The best people in the world won’t do you any good unless they have the tools and resources they need to operate most effectively.

4. Learn How E-discovery Software Can Help Advance Your In House Legal Department Strategy

Your team needs software to actually do the work of e-discovery. However, these are not tools you should merely get, but tools you should adopt. Buying cutting-edge technology or purchasing licenses for best-in-class e-discovery software is pointless if your team doesn’t actually use those tools. To encourage user adoption, evaluate technological options based on the characteristics of your particular organization — how tech-savvy and flexible are your staff? — and remember to provide adequate training for all team members. Here are a few key ways e-discovery software can help your in-house team.

  • Boost Security
    • No matter how stringent your security protocols are, your organization’s data will still be at risk if your employees don’t follow them. Compromised employee accounts are one of the biggest dangers companies need to manage. E-discovery software can help provide broad insight into your organization’s data and give you a better understanding of what areas might be at risk.
  • Rely on Automation for E-discovery
    • ​​Software that is easy to use can help drive automation and save time. By mastering a tool’s functionality in less time and automating when you can, you’re freeing up time to work on other tasks and increasing the value your organization receives from your investment.

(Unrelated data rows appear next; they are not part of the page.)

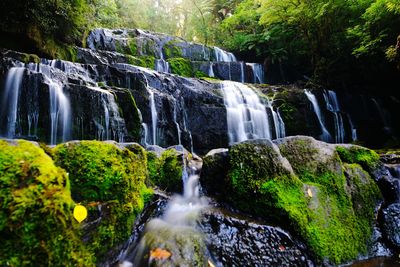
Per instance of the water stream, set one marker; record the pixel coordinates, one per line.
(325, 136)
(246, 115)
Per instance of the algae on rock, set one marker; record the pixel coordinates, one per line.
(36, 222)
(109, 180)
(328, 202)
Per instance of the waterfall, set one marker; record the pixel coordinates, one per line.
(279, 125)
(162, 66)
(178, 220)
(9, 107)
(281, 128)
(224, 56)
(332, 104)
(258, 72)
(246, 116)
(242, 74)
(178, 129)
(153, 116)
(60, 112)
(185, 126)
(211, 70)
(352, 128)
(326, 136)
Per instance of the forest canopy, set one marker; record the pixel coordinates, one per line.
(320, 39)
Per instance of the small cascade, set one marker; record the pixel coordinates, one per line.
(162, 66)
(332, 104)
(352, 128)
(281, 128)
(9, 107)
(223, 56)
(211, 70)
(178, 223)
(326, 136)
(279, 125)
(185, 126)
(242, 73)
(258, 72)
(178, 129)
(60, 113)
(246, 115)
(153, 117)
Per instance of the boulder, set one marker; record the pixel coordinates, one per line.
(323, 192)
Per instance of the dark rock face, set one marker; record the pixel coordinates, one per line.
(235, 241)
(391, 225)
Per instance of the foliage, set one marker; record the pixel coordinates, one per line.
(36, 223)
(102, 174)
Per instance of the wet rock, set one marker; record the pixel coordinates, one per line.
(391, 224)
(239, 241)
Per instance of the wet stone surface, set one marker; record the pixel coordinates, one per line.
(239, 242)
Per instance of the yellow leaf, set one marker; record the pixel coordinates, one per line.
(80, 213)
(160, 254)
(309, 192)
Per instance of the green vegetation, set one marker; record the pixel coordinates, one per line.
(181, 66)
(166, 171)
(102, 174)
(329, 203)
(36, 223)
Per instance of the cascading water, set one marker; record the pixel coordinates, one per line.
(242, 74)
(176, 228)
(352, 128)
(178, 129)
(9, 107)
(223, 56)
(332, 104)
(60, 113)
(258, 72)
(211, 70)
(153, 116)
(246, 115)
(326, 136)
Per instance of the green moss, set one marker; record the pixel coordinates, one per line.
(133, 47)
(36, 223)
(114, 178)
(181, 66)
(367, 158)
(200, 74)
(171, 50)
(335, 221)
(166, 171)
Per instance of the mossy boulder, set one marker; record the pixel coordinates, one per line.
(165, 170)
(110, 181)
(36, 222)
(181, 66)
(304, 186)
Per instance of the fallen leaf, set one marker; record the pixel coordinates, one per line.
(309, 192)
(160, 254)
(80, 213)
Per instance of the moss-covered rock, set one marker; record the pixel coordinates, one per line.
(328, 202)
(166, 171)
(181, 66)
(110, 178)
(36, 223)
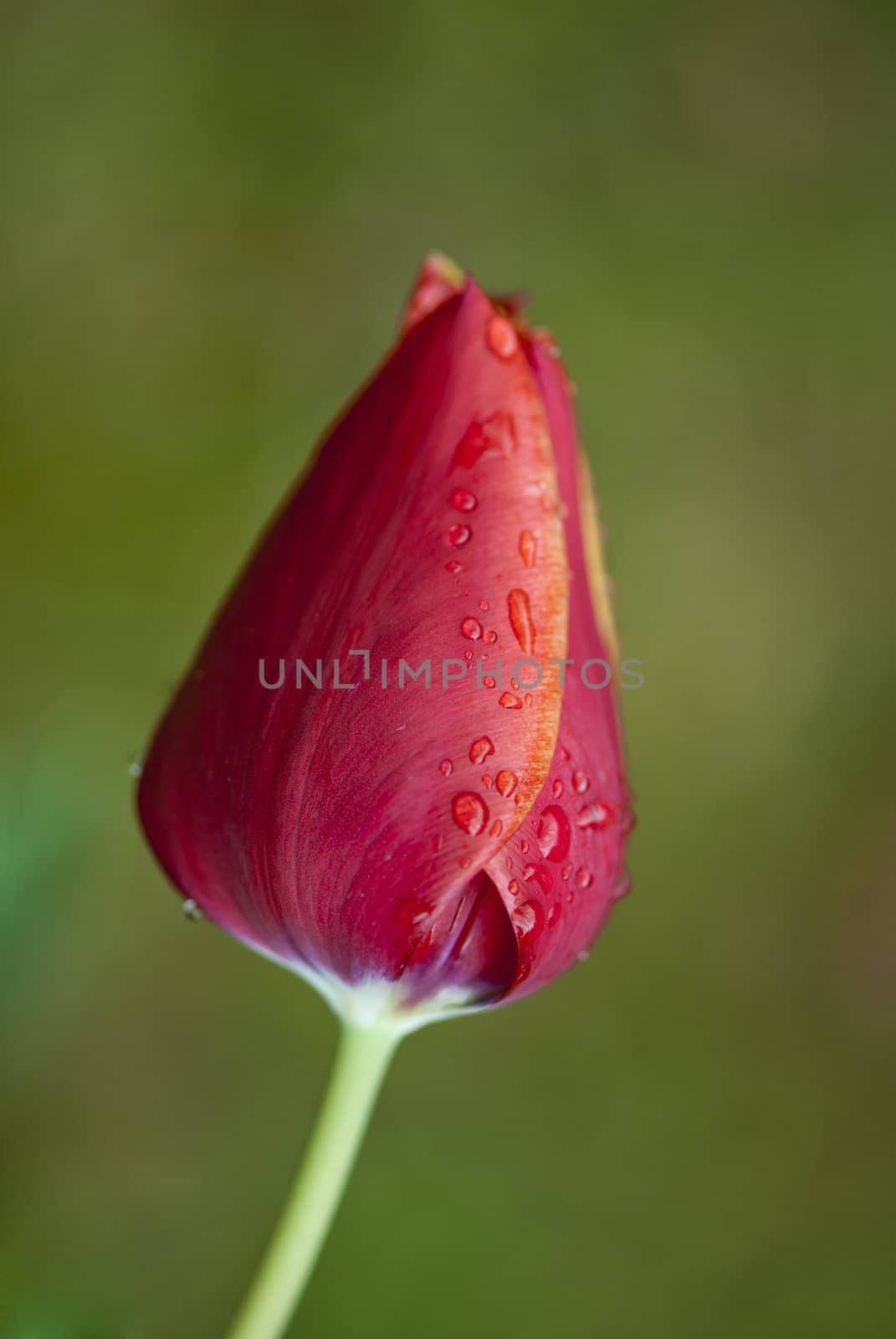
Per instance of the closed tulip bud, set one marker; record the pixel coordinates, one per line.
(412, 841)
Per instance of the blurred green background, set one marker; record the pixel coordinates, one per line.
(211, 216)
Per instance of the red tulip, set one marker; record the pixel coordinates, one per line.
(405, 847)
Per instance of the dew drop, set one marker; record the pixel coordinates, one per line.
(412, 912)
(458, 536)
(479, 750)
(520, 613)
(469, 813)
(553, 834)
(595, 816)
(528, 548)
(622, 887)
(463, 501)
(501, 336)
(528, 919)
(540, 875)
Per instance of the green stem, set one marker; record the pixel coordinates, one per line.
(361, 1066)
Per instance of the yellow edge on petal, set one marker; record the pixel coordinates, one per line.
(595, 566)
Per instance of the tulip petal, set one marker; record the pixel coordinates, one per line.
(345, 829)
(563, 870)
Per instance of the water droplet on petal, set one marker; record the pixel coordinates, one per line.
(463, 501)
(412, 912)
(528, 546)
(479, 750)
(622, 887)
(541, 876)
(458, 536)
(553, 834)
(520, 613)
(469, 812)
(595, 816)
(501, 336)
(528, 919)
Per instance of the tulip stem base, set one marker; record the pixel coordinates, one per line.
(362, 1059)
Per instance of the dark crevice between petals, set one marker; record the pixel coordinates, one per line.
(479, 951)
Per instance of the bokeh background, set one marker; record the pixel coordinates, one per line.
(211, 216)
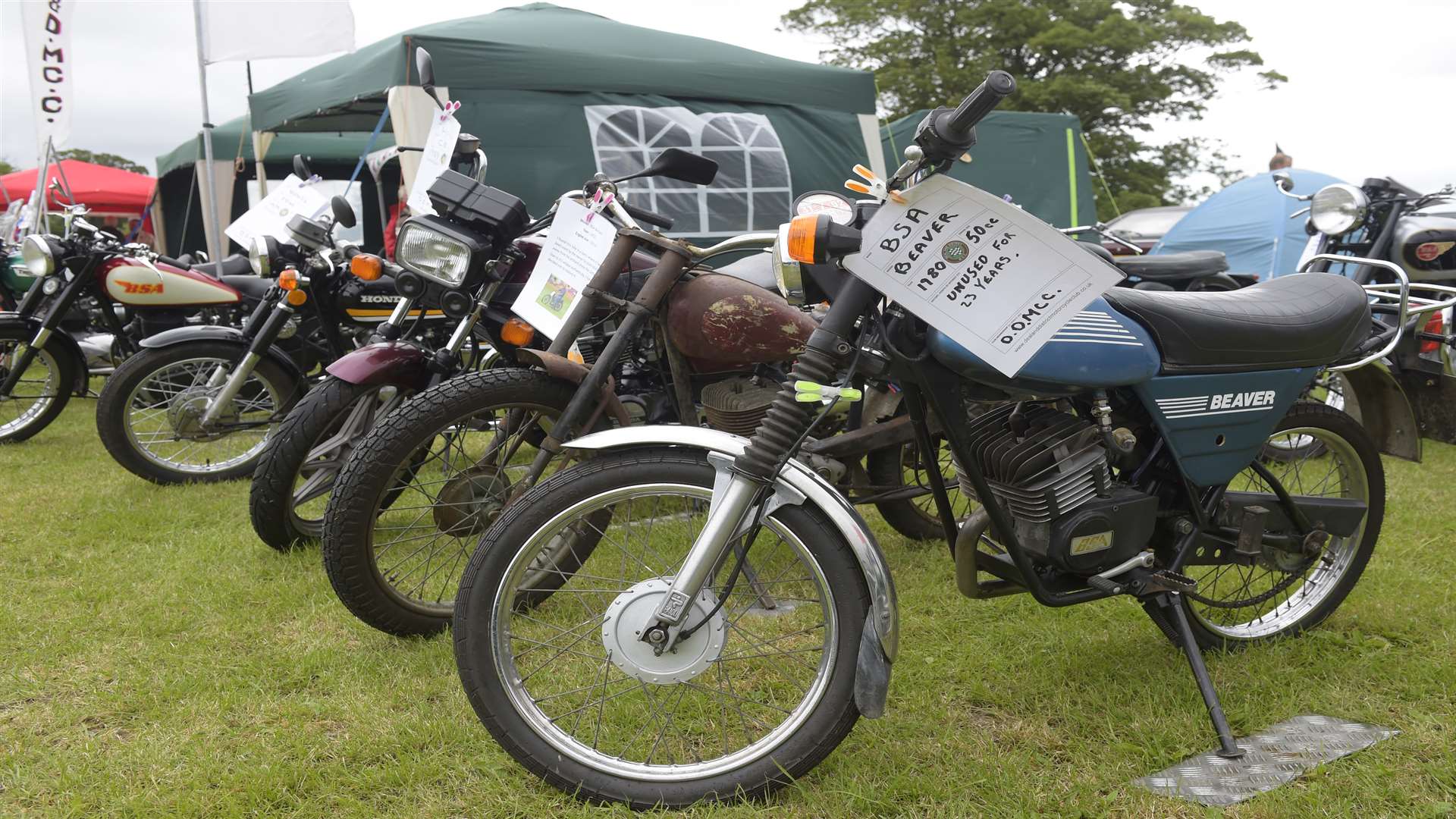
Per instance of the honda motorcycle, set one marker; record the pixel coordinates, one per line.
(199, 403)
(89, 278)
(1395, 232)
(650, 670)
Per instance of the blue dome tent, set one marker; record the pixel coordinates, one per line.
(1250, 222)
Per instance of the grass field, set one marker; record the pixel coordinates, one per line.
(159, 661)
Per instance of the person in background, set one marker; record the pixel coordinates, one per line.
(397, 215)
(1282, 159)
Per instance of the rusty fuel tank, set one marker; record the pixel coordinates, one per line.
(727, 321)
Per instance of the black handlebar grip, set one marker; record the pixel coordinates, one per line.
(999, 85)
(666, 223)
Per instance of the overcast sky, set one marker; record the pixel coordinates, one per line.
(1370, 86)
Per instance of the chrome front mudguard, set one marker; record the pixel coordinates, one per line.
(881, 637)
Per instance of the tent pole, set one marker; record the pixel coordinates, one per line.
(215, 237)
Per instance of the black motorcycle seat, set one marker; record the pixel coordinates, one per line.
(1293, 321)
(1174, 267)
(235, 264)
(249, 286)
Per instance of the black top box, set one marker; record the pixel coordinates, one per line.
(491, 212)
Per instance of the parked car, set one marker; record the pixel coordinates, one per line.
(1144, 226)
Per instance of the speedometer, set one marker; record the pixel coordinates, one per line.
(814, 203)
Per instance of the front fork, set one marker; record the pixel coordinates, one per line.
(234, 384)
(759, 465)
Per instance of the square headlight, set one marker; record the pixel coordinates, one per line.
(437, 251)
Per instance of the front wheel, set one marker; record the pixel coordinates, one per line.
(150, 413)
(761, 691)
(1315, 450)
(42, 390)
(296, 472)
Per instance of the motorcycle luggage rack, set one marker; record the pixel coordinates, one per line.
(1392, 297)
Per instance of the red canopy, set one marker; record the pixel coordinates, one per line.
(102, 188)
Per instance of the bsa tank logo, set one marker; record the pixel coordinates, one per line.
(1430, 249)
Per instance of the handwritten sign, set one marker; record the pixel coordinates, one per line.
(270, 216)
(573, 253)
(993, 278)
(435, 161)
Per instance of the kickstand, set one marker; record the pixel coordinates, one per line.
(1183, 635)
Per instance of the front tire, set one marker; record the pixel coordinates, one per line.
(718, 730)
(297, 469)
(42, 391)
(147, 414)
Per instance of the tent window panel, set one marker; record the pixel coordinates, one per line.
(752, 190)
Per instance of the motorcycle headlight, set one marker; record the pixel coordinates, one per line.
(786, 271)
(259, 257)
(437, 249)
(1337, 209)
(38, 253)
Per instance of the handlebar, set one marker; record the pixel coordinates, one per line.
(642, 215)
(998, 85)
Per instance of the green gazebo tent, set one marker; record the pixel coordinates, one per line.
(1037, 158)
(558, 93)
(332, 155)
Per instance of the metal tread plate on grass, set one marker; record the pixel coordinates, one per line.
(1272, 758)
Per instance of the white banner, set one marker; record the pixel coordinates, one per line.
(49, 60)
(253, 31)
(573, 253)
(993, 278)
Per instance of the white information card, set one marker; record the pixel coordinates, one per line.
(573, 253)
(271, 215)
(993, 278)
(435, 161)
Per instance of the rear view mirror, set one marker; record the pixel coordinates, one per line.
(425, 67)
(677, 164)
(343, 213)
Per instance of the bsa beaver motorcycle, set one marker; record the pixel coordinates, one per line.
(199, 403)
(654, 675)
(136, 293)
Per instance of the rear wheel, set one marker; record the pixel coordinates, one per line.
(419, 490)
(758, 695)
(42, 390)
(297, 469)
(149, 414)
(1323, 452)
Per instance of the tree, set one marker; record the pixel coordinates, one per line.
(1117, 66)
(108, 159)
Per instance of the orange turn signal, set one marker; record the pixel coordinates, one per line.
(801, 238)
(367, 267)
(517, 333)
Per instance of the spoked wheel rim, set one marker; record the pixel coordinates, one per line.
(34, 394)
(750, 679)
(313, 484)
(1282, 589)
(164, 410)
(431, 518)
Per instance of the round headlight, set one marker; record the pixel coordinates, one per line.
(431, 254)
(258, 256)
(38, 256)
(1337, 209)
(786, 271)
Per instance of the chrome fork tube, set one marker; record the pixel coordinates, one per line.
(724, 519)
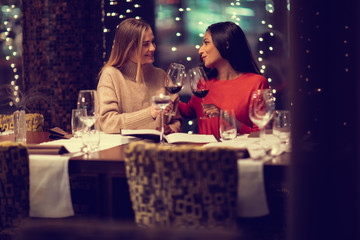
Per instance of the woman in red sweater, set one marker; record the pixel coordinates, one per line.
(233, 75)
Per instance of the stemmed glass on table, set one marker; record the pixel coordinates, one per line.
(174, 80)
(87, 101)
(199, 84)
(161, 101)
(261, 109)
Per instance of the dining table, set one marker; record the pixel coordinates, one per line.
(99, 187)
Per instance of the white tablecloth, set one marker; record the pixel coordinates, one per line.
(251, 188)
(49, 177)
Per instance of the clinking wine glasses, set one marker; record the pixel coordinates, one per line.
(261, 109)
(174, 81)
(161, 101)
(199, 84)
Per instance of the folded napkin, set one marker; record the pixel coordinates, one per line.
(50, 195)
(58, 133)
(251, 200)
(251, 189)
(49, 186)
(46, 149)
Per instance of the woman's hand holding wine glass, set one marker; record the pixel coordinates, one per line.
(199, 84)
(161, 101)
(174, 82)
(261, 108)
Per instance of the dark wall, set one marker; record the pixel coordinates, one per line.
(62, 53)
(325, 85)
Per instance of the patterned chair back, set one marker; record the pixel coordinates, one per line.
(182, 186)
(14, 184)
(34, 122)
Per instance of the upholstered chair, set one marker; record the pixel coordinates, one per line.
(14, 186)
(185, 186)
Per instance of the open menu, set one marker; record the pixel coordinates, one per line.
(170, 138)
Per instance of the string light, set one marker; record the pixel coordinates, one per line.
(121, 9)
(11, 14)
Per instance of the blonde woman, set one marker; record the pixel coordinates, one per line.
(129, 80)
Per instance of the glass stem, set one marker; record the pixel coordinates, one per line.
(162, 127)
(262, 136)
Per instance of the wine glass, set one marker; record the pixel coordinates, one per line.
(227, 124)
(174, 81)
(90, 137)
(261, 108)
(199, 84)
(161, 101)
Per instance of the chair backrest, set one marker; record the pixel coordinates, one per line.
(182, 186)
(34, 122)
(14, 184)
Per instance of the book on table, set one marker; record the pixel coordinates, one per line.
(170, 138)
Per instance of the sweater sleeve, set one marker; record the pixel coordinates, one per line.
(111, 120)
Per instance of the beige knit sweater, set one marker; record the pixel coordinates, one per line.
(125, 104)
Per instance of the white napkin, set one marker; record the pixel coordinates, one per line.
(50, 195)
(49, 186)
(251, 201)
(251, 190)
(107, 141)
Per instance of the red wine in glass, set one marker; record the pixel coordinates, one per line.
(174, 81)
(200, 93)
(173, 89)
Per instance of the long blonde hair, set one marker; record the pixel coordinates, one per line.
(128, 38)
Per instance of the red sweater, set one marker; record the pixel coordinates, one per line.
(226, 94)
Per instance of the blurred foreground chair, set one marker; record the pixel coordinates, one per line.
(183, 186)
(34, 122)
(14, 187)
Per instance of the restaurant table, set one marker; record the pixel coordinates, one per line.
(99, 187)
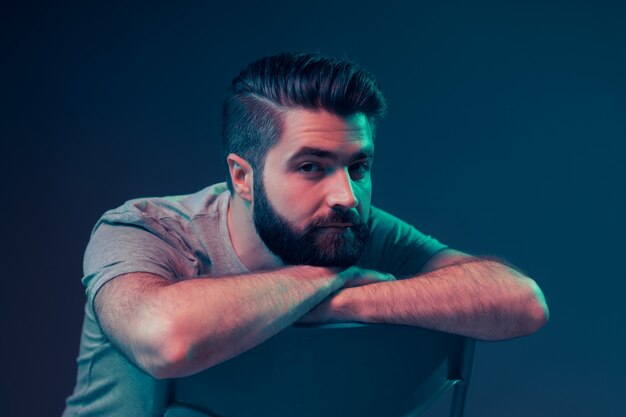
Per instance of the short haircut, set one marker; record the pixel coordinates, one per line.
(265, 89)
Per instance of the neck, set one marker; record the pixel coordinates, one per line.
(247, 244)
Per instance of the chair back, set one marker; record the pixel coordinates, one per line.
(331, 370)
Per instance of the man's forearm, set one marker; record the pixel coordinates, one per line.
(478, 298)
(172, 330)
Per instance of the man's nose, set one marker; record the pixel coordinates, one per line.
(341, 194)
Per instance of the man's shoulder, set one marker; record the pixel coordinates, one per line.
(185, 207)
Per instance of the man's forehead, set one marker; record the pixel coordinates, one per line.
(308, 130)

      Zapproved’s ZDiscovery platform offers built in functionality that surfaces the right information at the right time for you. In addition, formerly time-consuming tasks such as legal hold notification, reminders, escalations and tracking have been automated to save time and streamline the process.
  • Make Your In-House Team Happier
    • This is a massively overlooked benefit to e-discovery software. Your people are your biggest investment. By giving them tools that are intuitive and simple to use, you make their jobs and lives easier. You empower your employees to spend more time on fulfilling, high-value work, as opposed to struggling with frustrating software.